IAKN Kupang —Rangkaian Expo Moderasi Beragama Institut Agama Kristen Negeri (IAKN) Kupang menghadirkan instruktur nasional moderasi beragama Dr. Mastuki HS, M.Ag, Kepala Pusbangkom SDM Pendidikan dan Keagamaan Kementerian Agama RI sebagai narasumber talkshow bertema “Beragama yang Berdampak: dari Spiritualitas Pribadi Menuju Transformasi Sosial” pada Jumat (21/11) di Lippo Plaza Kupang. Kehadirannya disambut antusias oleh peserta yang memenuhi lokasi kegiatan.

Dalam penyampaiannya, Dr. Mastuki menegaskan bahwa penyelenggaraan Expo Moderasi Beragama merupakan implementasi nyata dari Asta Protas Kementerian Agama RI. Ia menilai Indonesia sebagai bangsa yang kaya keberagaman dan memiliki kehidupan religius yang kuat, sehingga moderasi beragama menjadi kebutuhan mendasar dalam merawat persatuan.

“Indonesia majemuk sekaligus religius. Ini tantangan besar sekaligus potensi luar biasa bagi kita,” ungkapnya.

Ia memberikan apresiasi khusus kepada Nusa Tenggara Timur yang dianggap berhasil menerapkan praktik moderasi beragama dalam kehidupan masyarakat. “NTT adalah laboratorium penerapan moderasi beragama,” tuturnya, disambut tepuk tangan peserta.

Lebih lanjut, Dr. Mastuki menjelaskan bahwa kualitas keberagamaan seyogianya tercermin dalam trilogi relasi manusia dengan Tuhan, sesama, dan alam semesta. Ketiganya harus berjalan harmonis agar kehadiran agama membawa kebaikan nyata bagi kehidupan sosial.
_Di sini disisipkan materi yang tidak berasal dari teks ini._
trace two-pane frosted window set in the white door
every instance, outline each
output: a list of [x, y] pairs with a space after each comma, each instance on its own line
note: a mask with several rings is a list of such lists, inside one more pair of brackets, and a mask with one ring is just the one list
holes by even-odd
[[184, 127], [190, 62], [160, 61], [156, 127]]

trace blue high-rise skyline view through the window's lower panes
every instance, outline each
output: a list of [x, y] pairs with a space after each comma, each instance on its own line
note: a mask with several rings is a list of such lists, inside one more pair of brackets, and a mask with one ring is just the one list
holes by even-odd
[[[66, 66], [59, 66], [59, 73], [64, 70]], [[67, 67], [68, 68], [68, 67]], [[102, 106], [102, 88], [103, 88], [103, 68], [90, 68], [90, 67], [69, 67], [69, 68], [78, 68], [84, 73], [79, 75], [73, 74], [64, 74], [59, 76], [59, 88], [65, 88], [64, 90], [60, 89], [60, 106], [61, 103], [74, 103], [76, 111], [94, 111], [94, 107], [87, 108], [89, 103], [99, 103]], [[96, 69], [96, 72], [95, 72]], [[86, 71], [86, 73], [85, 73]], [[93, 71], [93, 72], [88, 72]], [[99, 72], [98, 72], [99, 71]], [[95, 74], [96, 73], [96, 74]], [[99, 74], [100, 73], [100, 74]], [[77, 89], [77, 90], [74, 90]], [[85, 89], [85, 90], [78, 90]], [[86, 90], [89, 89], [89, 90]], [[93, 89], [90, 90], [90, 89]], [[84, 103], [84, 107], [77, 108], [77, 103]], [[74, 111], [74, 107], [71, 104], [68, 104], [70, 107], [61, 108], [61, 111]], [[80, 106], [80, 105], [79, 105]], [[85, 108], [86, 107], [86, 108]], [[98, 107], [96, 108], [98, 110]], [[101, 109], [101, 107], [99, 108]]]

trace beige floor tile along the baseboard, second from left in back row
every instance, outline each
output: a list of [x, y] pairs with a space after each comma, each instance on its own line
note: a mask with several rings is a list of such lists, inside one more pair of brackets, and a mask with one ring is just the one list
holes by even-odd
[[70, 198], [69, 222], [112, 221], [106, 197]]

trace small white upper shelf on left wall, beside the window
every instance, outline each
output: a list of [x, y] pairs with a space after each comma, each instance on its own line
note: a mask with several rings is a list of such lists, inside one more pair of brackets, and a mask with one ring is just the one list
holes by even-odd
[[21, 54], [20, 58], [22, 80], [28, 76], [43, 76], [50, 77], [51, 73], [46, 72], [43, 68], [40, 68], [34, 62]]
“Beragama yang berdampak berarti iman yang tidak berhenti pada diri sendiri, tetapi mendorong perubahan yang lebih adil, damai, dan berkelanjutan,” tambahnya.

Ia juga menekankan pentingnya membawa praktik kerukunan beragama Indonesia ke panggung internasional sebagai teladan global, sebagaimana arahan Menteri Agama RI.

Menutup paparannya, Dr. Mastuki mengajak seluruh peserta untuk menghidupi spiritualitas yang mentransformasi lingkungan sosial. “Iman kita harus melahirkan tindakan yang membangun,” pungkasnya.

Talkshow ini menjadi salah satu agenda utama dalam Expo Moderasi Beragama IAKN Kupang yang berlangsung hingga 23 November 2025, yang juga diramaikan dengan pameran, karya kreatif, kompetisi, serta diskusi seputar toleransi antarumat beragama di NTT.